01MissingnessFiltering - WheelerLab/gwasqc_pipeline GitHub Wiki
Missingness filtering is the first step of the pipeline. The goal of this step is to remove snps that are poorly genotyped. It consists of 5 additional substeps with an optional 0th step. Missingness Filtering follows the following route:
- Optional prefiltering step
- Determination of initial missingness benchmark
- Create new bfiles based on missingness threshold
- Determine new missingness status after filtering
- Plot generation and validation of call rate distribution
- Calculate and plot Hardy-Weinberg Equilibrium statistics
- Filter bfiles by hwe pvalues and recalculate statistics.

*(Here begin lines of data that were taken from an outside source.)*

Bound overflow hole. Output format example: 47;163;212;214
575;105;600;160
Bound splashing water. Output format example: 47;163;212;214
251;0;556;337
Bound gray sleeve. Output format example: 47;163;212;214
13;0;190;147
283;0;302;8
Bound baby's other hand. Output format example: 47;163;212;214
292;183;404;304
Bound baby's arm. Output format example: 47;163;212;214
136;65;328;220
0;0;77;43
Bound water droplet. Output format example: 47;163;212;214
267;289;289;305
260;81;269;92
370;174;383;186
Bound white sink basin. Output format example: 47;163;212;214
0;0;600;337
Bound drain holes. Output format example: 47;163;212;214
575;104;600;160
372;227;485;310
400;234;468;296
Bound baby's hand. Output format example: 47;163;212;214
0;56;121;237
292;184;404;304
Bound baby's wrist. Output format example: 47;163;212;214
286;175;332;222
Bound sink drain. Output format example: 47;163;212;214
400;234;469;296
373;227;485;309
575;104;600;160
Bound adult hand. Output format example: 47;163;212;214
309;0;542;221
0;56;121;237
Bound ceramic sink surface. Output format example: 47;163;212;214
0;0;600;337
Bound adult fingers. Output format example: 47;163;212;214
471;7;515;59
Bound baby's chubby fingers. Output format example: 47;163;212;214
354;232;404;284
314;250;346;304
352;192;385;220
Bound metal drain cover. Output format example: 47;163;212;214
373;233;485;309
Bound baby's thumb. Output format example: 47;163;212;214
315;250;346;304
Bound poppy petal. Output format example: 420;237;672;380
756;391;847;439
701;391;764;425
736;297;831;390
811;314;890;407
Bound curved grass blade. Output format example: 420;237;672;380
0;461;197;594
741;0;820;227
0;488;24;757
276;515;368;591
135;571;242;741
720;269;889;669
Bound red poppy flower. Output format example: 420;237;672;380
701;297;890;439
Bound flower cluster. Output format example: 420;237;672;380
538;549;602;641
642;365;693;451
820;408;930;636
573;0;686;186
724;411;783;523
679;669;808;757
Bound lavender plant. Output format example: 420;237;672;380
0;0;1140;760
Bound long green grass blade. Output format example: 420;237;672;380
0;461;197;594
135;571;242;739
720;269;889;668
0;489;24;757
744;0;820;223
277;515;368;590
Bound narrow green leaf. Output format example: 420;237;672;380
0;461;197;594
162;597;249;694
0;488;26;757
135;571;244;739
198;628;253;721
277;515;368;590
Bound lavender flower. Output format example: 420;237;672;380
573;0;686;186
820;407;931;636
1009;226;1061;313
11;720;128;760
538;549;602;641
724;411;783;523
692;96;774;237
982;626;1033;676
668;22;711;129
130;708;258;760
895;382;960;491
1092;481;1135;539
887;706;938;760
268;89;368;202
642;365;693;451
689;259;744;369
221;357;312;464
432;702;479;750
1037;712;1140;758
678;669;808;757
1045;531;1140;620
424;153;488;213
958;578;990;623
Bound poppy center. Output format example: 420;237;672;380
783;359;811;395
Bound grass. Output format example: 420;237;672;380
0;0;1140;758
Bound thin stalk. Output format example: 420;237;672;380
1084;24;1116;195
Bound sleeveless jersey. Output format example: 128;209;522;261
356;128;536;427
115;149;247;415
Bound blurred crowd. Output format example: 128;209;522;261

Users can supply the genotyping threshold with the -gt option using and a number between zero and one. For example if one supplies -gt 0.1
this would filter out snps that have a call rate of less than 90%. Since this step is fairly fast, it can easily be rerun multiple times supplying different genotyping thresholds in order to get a satisfactory result. The results of this step can be evaluated based on the missingness plots generated in the QCstats folder.
./01MissingnessFiltering -b ~/Data/examplebfile -a --geno 0.001 --hwe 0.001
Will run the script on the bfile set examplebfiles.
-a will run autosome filtering on the initial file set.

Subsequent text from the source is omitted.